In 1863 by action of the legislature the towns originally detached from Polk County were again attached to that county. In 1865 Dallas was detached from the eleventh and attached to the eighth judicial district.

In 1865 Dallas County was organized for the county and judicial purposes with the county seat located at old Barron, or the southwest quarter, of the southwest quarter section township 34, north of range 12 west.

In 1869 an election was held for county officers to fill the places of those who had been previously appointed by Governor Lucius Fairchild; it resulted in the election of the name persons who had held their officers by appointment viz; James Bracklin, treasurer; James G. Neville, recorder D.T. Boswell, county clerk; Alfred Finley, county judge and Oliver Damers, county school superintendent.

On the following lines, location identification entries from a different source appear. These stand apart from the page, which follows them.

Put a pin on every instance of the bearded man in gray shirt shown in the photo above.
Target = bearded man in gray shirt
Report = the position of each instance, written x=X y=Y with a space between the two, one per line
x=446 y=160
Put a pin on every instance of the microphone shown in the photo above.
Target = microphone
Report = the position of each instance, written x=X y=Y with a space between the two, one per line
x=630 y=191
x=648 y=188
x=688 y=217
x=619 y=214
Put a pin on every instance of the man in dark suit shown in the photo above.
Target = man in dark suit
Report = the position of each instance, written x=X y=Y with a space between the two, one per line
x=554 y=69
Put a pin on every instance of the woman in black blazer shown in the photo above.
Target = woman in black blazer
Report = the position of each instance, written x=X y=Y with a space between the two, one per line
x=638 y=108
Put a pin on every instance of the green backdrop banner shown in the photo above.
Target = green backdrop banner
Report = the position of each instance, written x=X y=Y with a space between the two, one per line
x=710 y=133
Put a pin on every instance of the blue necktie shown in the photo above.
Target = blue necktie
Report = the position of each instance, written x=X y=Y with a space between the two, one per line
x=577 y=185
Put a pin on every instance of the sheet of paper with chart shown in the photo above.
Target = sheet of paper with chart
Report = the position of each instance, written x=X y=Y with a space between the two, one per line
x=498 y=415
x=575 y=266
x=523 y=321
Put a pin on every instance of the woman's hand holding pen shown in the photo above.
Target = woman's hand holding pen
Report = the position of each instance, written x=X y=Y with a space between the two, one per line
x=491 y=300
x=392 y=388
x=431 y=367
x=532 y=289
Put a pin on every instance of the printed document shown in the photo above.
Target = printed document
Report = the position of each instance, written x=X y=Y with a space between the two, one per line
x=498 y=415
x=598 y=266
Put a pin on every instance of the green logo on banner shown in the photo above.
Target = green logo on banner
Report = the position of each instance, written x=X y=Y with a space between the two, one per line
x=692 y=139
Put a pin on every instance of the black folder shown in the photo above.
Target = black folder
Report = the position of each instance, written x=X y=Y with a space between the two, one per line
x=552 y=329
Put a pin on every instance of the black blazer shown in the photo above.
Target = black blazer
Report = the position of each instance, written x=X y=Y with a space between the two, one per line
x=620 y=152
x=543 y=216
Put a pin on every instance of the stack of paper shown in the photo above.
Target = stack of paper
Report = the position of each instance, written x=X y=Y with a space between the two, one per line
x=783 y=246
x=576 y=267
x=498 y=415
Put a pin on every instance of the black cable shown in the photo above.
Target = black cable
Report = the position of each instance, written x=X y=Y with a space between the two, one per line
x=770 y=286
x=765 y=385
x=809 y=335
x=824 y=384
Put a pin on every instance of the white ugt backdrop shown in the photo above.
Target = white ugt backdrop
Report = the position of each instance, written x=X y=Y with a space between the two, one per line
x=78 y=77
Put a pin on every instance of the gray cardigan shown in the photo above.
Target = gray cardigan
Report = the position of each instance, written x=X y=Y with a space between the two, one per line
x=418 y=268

On March 13, 1869, the first county board met, the town board of Dallas became the county board, S.P. Barker, chairman, C.P. Tuller and Roswell Kellogg, supervisors.

The first official act of the board was upon the motion of C.P. Tuller, and upon him belongs the honor of the first official act of the county; it was to instruct the clerk to procure necessary books on credit and at the best terms possible. It was also ordered and determined that the name of the town of Dallas be changed to the town of Barron.